I find your description of the combinatorial data you want to use to encode crossing sequences a little unclear. However, I am confident that the answer to your intended question is "no". I will describe combinatorial data which at least as restrictive as what you have described, and show that this is still not restrictive enough.
For simplicity, I will consider paths from the identity region to $n(n-1) \cdots 321$. I will describe such a path by giving (1) the sequence of chambers it passes through: $v_0 = \mathrm{Id}$, $v_1$, $v_2$, ..., $v_{\binom{n}{2}} = n(n-1) \cdots 321$ and (2) the sequence of walls crossed at every step $(i_1 \ j_1)$, $(i_2 \ j_2)$, ..., $(i_{\binom{n}{2}} \ j_{\binom{n}{2}}$). I require at every step that the wall $(i_r \ j_r)$ really does separate regions $v_{r-1}$ and $v_{r}$. Using my favorite conventions, this is equivalent to
$$v_{r} = (i_r \ j_r) v_{r-1} \ \mbox{and} \ v_{r-1}^{-1} (i_r \ j_r) v_{r-1} = (k_r \ (k_r+1))$$
for some $k_r$. (Other people may use the inverse convention for labeling regions of the $A_n$ arrangement by permutations, or for multiplying permutations, but it shouldn't be hard to translate.)

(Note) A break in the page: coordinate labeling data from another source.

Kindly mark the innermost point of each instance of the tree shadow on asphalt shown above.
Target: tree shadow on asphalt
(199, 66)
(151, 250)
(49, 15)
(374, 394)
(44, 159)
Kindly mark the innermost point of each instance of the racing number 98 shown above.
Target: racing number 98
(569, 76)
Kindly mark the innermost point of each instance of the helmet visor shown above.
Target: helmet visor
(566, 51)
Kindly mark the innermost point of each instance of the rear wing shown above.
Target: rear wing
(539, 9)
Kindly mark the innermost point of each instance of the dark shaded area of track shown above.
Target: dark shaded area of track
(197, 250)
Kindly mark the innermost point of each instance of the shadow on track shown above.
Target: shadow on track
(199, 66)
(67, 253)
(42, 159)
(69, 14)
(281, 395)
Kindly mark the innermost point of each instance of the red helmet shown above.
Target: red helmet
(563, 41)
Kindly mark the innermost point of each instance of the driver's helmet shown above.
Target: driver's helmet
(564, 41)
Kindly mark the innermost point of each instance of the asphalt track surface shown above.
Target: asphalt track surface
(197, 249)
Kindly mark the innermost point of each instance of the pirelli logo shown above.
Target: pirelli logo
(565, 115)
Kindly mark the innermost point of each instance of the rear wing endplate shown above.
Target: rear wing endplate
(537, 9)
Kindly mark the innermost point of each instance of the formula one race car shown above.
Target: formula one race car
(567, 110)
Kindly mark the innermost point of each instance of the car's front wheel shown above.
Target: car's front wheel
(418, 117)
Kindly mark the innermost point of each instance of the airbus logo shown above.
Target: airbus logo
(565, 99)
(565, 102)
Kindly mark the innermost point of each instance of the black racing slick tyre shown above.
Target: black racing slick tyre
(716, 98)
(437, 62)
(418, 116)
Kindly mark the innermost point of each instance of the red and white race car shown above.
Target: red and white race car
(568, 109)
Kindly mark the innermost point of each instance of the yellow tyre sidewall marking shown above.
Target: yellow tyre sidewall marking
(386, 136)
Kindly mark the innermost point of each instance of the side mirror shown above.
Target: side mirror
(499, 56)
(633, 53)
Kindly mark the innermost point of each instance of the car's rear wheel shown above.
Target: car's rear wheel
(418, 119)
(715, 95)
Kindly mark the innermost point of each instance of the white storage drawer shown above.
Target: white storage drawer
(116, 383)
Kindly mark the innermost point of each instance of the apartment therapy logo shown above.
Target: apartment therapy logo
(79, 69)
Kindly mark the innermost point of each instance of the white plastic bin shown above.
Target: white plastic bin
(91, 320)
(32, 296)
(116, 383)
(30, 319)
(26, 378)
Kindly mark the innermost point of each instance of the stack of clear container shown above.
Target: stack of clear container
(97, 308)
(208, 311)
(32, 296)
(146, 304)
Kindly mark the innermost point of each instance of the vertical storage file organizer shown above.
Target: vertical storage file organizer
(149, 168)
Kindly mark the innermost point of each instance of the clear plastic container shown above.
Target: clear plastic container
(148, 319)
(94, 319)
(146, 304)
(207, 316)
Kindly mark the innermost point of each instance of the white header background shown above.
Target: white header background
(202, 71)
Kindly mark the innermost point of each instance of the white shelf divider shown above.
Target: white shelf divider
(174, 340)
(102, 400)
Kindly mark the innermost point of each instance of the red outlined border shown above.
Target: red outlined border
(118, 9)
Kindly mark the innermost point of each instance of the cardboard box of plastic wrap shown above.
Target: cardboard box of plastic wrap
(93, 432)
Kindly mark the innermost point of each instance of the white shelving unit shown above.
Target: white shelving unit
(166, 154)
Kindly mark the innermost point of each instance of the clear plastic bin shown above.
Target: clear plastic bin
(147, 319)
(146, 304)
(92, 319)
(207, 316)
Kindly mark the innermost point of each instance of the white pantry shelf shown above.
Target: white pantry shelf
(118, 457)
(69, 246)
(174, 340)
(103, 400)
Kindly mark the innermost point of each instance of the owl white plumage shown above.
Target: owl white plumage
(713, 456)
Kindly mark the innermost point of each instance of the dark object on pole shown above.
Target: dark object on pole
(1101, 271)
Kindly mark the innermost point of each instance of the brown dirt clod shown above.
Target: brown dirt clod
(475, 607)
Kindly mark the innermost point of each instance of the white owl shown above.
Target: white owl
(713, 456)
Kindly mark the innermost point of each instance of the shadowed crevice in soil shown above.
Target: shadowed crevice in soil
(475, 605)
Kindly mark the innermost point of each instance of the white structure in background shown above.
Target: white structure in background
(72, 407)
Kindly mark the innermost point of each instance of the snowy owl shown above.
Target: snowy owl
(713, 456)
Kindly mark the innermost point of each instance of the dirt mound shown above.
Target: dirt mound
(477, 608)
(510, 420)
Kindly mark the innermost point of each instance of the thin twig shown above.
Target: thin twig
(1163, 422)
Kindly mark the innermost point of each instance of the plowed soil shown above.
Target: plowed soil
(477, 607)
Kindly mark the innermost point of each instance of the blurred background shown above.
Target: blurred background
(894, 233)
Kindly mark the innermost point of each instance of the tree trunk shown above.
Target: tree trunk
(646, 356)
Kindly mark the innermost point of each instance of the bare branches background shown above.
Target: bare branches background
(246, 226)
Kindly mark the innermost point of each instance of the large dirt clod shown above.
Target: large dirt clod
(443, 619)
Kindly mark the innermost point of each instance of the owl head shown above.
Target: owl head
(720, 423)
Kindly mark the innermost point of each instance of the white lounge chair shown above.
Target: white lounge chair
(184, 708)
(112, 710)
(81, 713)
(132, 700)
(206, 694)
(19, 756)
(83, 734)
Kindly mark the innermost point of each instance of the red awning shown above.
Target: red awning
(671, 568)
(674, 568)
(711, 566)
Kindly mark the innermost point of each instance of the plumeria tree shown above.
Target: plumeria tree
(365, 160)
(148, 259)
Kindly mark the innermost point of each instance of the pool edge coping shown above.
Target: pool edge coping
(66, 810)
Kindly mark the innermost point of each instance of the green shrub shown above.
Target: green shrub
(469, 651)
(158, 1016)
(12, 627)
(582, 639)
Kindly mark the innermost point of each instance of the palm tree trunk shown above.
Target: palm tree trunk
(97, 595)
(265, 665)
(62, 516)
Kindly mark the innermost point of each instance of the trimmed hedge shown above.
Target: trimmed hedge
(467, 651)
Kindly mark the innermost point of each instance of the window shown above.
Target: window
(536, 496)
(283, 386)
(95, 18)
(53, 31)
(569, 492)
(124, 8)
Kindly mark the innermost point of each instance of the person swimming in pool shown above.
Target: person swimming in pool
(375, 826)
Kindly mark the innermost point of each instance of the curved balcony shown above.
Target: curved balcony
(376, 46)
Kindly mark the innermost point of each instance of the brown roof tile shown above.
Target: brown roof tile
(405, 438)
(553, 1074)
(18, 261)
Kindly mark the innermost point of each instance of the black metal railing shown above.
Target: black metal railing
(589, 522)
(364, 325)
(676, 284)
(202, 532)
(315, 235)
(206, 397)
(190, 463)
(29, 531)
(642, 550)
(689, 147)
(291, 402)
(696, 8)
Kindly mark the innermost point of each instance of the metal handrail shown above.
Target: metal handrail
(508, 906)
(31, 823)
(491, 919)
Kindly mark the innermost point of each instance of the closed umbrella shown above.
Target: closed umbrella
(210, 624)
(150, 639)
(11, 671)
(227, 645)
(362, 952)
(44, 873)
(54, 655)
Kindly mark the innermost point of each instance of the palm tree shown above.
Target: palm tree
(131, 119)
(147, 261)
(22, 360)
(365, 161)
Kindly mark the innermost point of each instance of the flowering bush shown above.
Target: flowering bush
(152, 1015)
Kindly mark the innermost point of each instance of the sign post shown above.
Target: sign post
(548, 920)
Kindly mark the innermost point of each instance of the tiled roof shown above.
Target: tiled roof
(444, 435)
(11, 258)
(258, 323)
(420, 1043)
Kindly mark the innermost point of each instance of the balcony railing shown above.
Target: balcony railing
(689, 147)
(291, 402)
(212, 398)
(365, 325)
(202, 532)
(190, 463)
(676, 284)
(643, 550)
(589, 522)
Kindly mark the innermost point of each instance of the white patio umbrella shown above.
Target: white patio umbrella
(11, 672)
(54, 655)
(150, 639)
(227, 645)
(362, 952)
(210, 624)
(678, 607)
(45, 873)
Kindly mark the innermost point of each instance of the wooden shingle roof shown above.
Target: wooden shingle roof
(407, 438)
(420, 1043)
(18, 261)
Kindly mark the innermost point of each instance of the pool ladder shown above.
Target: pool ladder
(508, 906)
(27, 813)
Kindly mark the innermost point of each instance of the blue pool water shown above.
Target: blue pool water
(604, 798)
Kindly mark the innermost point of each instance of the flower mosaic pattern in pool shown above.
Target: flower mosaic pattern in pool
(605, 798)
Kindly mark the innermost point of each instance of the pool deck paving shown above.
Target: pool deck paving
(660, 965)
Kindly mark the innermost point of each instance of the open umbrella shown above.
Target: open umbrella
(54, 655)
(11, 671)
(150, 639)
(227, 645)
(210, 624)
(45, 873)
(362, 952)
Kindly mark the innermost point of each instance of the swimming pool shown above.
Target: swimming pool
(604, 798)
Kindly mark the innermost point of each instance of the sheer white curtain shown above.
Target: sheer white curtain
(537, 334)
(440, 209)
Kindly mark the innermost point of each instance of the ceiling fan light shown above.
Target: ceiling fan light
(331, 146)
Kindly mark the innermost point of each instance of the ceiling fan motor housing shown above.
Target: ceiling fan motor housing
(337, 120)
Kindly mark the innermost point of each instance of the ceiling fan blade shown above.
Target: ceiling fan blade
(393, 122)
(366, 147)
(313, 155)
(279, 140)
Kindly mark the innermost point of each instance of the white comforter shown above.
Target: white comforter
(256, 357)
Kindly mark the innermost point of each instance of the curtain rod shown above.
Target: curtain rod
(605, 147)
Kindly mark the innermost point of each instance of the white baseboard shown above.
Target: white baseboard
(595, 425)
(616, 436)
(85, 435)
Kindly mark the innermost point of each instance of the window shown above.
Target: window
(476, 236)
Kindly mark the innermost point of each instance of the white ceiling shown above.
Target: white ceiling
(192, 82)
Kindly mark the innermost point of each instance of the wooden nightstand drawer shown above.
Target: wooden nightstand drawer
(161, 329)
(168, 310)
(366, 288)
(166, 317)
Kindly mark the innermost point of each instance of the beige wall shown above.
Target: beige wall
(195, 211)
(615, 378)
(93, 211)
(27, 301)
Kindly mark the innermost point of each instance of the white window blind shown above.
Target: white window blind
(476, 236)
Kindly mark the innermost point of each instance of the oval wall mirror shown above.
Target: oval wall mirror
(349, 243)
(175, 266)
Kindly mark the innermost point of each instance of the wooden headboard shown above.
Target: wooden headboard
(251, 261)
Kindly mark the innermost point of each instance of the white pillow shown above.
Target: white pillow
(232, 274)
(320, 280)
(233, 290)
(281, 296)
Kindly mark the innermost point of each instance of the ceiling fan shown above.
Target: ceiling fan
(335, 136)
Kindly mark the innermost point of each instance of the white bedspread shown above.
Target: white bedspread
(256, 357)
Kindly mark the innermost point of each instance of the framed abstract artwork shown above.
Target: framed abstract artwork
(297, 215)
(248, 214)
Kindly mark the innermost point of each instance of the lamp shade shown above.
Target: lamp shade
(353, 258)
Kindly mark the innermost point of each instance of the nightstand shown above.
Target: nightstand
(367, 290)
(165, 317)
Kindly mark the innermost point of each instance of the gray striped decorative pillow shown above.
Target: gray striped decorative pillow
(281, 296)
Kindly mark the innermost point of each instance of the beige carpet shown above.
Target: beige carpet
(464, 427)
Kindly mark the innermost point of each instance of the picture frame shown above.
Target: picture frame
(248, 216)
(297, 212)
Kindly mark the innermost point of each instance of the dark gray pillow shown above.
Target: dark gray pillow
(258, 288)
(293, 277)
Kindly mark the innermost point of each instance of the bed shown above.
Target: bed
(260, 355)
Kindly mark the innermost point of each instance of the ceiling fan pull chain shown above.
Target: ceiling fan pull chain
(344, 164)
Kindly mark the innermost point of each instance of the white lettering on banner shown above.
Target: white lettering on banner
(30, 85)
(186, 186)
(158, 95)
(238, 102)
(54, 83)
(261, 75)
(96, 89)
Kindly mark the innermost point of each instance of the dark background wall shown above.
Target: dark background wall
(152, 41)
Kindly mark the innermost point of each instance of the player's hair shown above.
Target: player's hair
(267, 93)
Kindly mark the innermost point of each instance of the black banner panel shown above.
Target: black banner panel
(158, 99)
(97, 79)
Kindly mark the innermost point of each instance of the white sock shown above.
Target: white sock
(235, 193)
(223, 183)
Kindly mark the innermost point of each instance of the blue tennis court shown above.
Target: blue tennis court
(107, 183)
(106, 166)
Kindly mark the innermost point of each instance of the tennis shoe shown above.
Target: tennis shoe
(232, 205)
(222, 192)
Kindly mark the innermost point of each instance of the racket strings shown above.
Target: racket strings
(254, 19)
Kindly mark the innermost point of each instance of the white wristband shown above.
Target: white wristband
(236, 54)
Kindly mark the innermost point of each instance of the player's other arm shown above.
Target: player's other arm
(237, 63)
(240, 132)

In terms of Fedja's metaphor of the $n$ runners, the second condition says that runners $i_r$ and $j_r$ really are next to each other at time $r-1$, in positions $k_r$ and $k_r+1$.
Note that you can recover the $v$'s from the $(i \ j)$'s as $v_r = (i_r \ j_r) (i_{r-1} \ j_{r-1}) \cdots (i_2 \ j_2) (i_1 \ j_1)$, so we could just record the sequence of transpositions. However, you would need to recompute the $v$'s to state the condition that $ v_{r-1}^{-1} (i_r \ j_r) v_{r-1} = (k_r \ (k_r+1))$ for some $k_r$. Even better is just to record the sequence of $k$'s, in which case the $v$'s can be recovered as $v_r = (k_1 \ k_1+1) (k_2 \ k_2 +1 ) \cdots (k_r \ k_r+1)$. In this language, what I am describing is reduced words for $n(n-1) \cdots 321$.
For example, there are two reduced words for $321$ in $S_3$:
$$\begin{array}{|l|l|l|}
\hline
v_r & (i_r \ j_r) & k_r \\
\hline
123,\ 213,\ 231,\ 321 & (1\ 2 ),\ (1\ 3),\ (2\ 3) & 1,\ 2,\ 1 \\
123,\ 132,\ 312,\ 321 & (2\ 3),\ (1\ 3),\ (1\ 2) & 2,\ 1,\ 2 \\
\hline
\end{array}$$
It is not clear to me whether the data you are describing is the same as this, or something more permissive. (For example, $(1\ 2)(2\ 3)(1\ 2)$ also has product $321$, but, would correspond to the sequence of chambers $x \lt y \lt z$, $y \lt x \lt z$, $z \lt x \lt y$, $z \lt y \lt x$, and the middle two chambers are not adjacent. I assume you don't want to permit this, but I don't see any place where you say it is not legitimate.)
However, it doesn't matter, because even reduced words for $n(n-1) \cdots 321$ are not restrictive enough to describe all straight lines through the $A_{n-1}$ arrangement once $n \geq 9$.
As fedja suggests, if we have a linear path from the $123\ldots n$ region to the $n (n-1) \cdots 321$ region, we can think of it as describing the positions of $n$ runners who move at constant rates, starting in order $12 \ldots (n-1) n$ and ending in the reverse order.
Similarly, a reduced word for $n(n-1) \cdots 321$ can be realized as a simple pseduoline arrangement: An arrangement of $n$ paths in $\mathbb{R}^2$ each of which divide the plane in two and only cross in pairs, with each pair only crossing once. And this dictionary is reversable: Every pseduoline arrangment where all $\binom{n}{2}$ pairs of lines cross gives us a reduced word. (You'll often hear pseudoline arrangements called "wiring diagrams" when used in this context.)
Here is the key point:
For $n \leq 8$, every simple
pseudoline arrangement where all pairs
of lines cross is realizeable by
actual straight lines. However, for
$n=9$, this is not true.
Pseudoline arrangements which cannot be realized using straight lines are called non-stretchable. See Section 5.3 of the Handbook of Discrete and Computational Geometry, or Chapter 7 of Ziegler's Lectures on Polytopes, for examples of nonstretchable arrangements. Peter Shor has shown that it is NP-Hard to determine whether a given pseudo-line arrangement is stretchable.